Each journey is unique and harrowing in every single possible permutation between parent and child. It has been said countless times, that observations of humanity seem to point to the fact we are all just toiling through our existences, trying to find purpose and put to rest our mommy and daddy issues. Those issues run in both directions. Parents feel as much anguish for their roles in their kids’ lives as children feel for existing. It is the great circle of life.
As with most things , We are bound to try incredibly hard to face the tough stuff head on. Realizing that our kids are bound to be terrifically traumatized by the clusterfuck they were handed as a mother, we make huge and valiant efforts to face the demons (separate and combined) head on. We talk. We real talk. Our kids have always been entitled to their feelings, opinions, fears and focus.

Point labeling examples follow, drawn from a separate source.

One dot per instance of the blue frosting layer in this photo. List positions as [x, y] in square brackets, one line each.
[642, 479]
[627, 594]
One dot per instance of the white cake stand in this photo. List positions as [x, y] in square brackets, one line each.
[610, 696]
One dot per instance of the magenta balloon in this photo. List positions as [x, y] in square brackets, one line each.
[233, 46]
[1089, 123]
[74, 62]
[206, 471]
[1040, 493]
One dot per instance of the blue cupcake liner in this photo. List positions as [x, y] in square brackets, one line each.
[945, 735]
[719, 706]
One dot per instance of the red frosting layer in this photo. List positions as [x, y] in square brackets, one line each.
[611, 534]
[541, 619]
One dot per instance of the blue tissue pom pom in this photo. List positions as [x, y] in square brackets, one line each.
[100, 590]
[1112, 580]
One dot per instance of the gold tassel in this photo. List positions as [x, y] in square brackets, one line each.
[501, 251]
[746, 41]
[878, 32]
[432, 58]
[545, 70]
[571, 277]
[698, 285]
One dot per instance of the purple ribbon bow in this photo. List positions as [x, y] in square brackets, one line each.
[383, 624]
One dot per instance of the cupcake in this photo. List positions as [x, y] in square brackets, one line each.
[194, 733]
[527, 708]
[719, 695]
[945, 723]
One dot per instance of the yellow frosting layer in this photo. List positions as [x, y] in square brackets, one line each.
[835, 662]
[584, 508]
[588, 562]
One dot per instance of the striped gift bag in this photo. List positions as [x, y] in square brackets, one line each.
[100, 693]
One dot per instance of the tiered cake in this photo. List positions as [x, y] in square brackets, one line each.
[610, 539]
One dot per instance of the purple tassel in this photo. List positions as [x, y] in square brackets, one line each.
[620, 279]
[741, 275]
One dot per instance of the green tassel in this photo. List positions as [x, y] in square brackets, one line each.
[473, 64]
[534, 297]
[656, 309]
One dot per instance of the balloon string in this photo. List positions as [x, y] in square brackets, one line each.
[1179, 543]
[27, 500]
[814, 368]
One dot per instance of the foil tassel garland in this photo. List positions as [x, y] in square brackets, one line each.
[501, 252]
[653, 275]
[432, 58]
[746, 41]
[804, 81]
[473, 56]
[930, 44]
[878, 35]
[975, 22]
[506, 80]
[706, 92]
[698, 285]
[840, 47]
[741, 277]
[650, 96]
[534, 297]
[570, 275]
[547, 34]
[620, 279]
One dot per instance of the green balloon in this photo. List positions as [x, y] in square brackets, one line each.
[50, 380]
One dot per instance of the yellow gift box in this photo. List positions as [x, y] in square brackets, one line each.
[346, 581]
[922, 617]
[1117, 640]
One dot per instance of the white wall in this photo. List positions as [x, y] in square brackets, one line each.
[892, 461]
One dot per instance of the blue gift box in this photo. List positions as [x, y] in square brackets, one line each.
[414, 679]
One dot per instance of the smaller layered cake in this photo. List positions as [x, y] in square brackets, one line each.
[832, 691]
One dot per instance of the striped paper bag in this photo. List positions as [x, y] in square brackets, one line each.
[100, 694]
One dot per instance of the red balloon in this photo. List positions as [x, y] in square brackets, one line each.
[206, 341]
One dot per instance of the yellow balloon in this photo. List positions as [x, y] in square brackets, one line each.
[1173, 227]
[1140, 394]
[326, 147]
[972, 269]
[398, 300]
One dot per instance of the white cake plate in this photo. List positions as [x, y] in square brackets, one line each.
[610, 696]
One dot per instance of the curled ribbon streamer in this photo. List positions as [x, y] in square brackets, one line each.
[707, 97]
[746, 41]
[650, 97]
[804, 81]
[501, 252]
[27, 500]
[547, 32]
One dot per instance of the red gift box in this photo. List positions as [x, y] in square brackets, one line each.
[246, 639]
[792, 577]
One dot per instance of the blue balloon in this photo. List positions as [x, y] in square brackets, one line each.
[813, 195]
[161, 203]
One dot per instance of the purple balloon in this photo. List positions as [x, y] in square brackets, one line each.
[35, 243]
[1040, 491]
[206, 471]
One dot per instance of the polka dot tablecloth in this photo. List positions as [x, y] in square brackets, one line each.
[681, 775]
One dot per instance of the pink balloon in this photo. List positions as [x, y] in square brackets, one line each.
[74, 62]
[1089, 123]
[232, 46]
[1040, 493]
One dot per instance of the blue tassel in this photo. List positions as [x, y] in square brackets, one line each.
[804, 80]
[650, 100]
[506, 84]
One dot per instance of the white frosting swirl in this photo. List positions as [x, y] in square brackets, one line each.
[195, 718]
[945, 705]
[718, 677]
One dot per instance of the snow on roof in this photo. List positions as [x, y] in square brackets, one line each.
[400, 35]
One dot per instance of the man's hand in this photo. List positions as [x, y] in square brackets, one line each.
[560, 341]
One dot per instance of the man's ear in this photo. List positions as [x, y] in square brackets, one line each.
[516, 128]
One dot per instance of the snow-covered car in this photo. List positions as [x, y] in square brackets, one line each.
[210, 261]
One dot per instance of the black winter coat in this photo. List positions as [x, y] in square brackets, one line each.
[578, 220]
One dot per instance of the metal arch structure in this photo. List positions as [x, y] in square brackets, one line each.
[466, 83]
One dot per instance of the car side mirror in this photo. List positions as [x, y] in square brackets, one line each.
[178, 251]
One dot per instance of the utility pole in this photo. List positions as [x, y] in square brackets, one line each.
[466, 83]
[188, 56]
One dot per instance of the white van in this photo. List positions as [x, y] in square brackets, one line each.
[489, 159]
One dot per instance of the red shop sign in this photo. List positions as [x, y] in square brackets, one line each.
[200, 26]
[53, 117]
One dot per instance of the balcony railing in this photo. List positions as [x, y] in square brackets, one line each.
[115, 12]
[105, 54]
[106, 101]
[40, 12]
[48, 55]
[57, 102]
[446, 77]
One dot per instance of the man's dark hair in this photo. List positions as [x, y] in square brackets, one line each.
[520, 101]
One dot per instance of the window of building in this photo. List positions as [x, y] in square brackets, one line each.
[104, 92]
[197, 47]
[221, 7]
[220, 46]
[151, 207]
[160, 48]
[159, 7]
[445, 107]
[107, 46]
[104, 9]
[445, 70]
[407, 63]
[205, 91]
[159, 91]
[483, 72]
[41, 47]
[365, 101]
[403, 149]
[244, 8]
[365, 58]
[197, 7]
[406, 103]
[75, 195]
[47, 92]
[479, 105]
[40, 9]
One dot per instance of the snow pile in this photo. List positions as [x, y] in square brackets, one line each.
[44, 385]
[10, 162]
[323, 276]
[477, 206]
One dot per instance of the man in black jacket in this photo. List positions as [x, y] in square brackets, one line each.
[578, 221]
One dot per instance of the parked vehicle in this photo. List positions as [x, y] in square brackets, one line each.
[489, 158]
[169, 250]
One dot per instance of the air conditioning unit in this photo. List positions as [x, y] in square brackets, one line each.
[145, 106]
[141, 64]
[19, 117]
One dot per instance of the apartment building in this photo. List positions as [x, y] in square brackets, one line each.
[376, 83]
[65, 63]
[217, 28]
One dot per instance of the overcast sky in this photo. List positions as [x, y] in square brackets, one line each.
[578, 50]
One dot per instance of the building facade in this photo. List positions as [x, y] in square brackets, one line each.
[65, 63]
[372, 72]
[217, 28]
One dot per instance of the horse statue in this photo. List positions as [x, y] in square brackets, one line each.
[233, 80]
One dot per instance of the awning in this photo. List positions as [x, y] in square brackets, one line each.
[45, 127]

We have enlisted outside help and scaffolding in the form of counselors, testing, trial and error, and everyone in this home is wholly encouraged to lay their shit bare and be the broken and beautiful mess that they are.
This is not the most common mothering tactic as far as I can tell, and I know I get judged to the extreme as a demon or a queen, and plenty of things in between for the way I do things. I judge people too, despite actively putting in efforts not to. There seems to be a fairly big element of being (or trying to appear at least) buttoned up with a certain amount of spit and polish in most families.
I scroll through the highlights reels of social media and compare myself to everyone else.
We wear and share our struggles as a family and as individuals. Tears and tantrums are common inside our walls, as are hugs and hope and heaped piles of rolling laughter. I am the sweary, scary, and incredibly affectionate and care-y mom. I stopped trying to be anything else a long time ago. But I still look at other parents who are super outdoorsy, or sit quietly and read alongside their little carbon copy introvert offspring and I yearn for what I do not have. I see the seemingly contented and clearly calm domestic goddesses at the school gate, with their gluten free crunchy granola kids and glowing smiles.
Every single mother (and father) I bump into at any kid event terrifies me until I actually talk to them. Like, really talk to them. Every time I do, I find out that they are just as scared of me as I am of them, and we are all struggling and second guessing ourselves. Well, nearly all of us. There are also genuinely creepy and congnitively dissonant folks who think their kids are perfect, owing, in no small part, to their parenting planning and pinache. Fuck those smug bastards.
Give me broken, give me bold. Give me terrified and truths that are seldom told. Because no matter how shiny a veneer any of us attempt to keep up, we are all complicated and spend a good portion of our parenting journey out of our depth. We owe it to ourselves and each other to curb the judgement and kick up the kindess a notch or 11. Inwardly and outwardly, be kinder to ourselves and our peers.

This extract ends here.